Infection prevention and control measures were in place to reduce risks and the service was found to be clean and hygienic.
Staff had been safely recruited and received ongoing training and support. Training needs were regularly reviewed, and gaps were discussed with staff and additional training planned. People felt staff were competent and understood their individual needs.
The providers policies and procedures reflected best practice guidance and recognised assessment tools were used. People confirmed they were supported effectively with their health conditions and accessed external health care services. Recommendations made by external health care professionals were implemented.
People were happy with the quality and choice of meals. Staff knew people’s dietary needs and preferences.
People were supported to have maximum choice and control of their lives and staff supported them in the least restrictive way possible and in their best interests; the policies and systems in the service supported this practice.
People were positive about the approach of staff and found them to be caring and kind, and independence was promoted, and overall dignity respected. People and or their relatives and advocates were involved in discussions about how care was provided. People’s end of life care wishes had been discussed and planned with them.

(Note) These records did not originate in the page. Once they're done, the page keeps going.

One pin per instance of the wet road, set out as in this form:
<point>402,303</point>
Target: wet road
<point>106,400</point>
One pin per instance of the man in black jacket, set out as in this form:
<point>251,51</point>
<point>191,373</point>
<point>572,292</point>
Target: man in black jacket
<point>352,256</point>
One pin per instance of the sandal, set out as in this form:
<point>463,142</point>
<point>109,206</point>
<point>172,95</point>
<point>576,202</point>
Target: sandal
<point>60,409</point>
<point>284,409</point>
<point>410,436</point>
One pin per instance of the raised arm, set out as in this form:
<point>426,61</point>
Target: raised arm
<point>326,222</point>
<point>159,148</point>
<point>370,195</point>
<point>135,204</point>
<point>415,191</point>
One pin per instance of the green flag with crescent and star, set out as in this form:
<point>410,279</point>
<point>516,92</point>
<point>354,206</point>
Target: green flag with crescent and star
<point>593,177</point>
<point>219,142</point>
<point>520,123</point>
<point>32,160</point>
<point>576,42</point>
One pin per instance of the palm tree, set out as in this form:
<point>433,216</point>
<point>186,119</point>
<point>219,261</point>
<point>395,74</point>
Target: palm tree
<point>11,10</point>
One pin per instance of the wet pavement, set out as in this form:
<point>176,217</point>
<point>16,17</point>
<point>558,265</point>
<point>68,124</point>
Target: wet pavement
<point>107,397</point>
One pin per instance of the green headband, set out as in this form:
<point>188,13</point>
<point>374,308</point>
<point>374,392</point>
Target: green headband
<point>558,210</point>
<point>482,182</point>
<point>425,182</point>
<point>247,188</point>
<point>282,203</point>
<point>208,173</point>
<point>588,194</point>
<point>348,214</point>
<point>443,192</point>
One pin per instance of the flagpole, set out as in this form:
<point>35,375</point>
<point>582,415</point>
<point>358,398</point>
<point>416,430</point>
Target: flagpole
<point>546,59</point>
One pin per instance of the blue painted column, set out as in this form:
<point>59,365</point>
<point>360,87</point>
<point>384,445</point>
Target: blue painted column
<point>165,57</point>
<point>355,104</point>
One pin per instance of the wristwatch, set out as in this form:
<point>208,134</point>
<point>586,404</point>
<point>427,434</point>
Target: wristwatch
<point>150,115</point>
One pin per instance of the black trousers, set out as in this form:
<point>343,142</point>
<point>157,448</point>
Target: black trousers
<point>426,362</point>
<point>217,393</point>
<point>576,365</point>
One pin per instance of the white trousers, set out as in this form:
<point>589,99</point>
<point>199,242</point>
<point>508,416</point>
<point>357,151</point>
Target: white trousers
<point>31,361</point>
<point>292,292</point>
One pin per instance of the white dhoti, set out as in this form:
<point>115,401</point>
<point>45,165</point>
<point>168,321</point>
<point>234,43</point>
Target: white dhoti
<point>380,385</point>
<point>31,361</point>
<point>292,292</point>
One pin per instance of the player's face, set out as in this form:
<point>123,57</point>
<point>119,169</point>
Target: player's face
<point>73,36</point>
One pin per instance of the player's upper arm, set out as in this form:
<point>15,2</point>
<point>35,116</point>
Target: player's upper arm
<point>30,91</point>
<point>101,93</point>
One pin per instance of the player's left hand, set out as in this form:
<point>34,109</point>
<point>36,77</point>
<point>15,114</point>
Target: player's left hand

People and visitors had access to the provider’s complaint procedure and complaints had been fully investigated and action taken to make improvements where required.
People’s social history, cultural and spiritual needs, interests, hobbies, and pastimes had been discussed and recorded. People received opportunities to share their experience of the service.
A new governance framework had recently been introduced. The provider and registered manager understood and met their registration regulatory requirements.
For more details, please see the full report which is on the Care Quality Commission website at www.cqc.org.uk
Rating at last inspection
The last rating for the service was good (published 5 June 2019). Since then the provider has changed its legal entity.
Why we inspected
This inspection was completed due to the provider’s registration history.
We looked at infection prevention and control measures under the Safe key question. We look at this in all care home inspections even if no concerns or risks have been identified. This is to provide assurance that the service can respond to COVID-19 and other infection outbreaks effectively.
We have found evidence that the provider needs to make improvements. Please see the safe and well-led sections of this full report.
You can read the report from our last comprehensive inspection, by selecting the ‘all reports’ link for Bunkers Hill Care Home on our website at www.cqc.org.uk.
Follow up
We will continue to monitor information we receive about the service, which will help inform when we next inspect.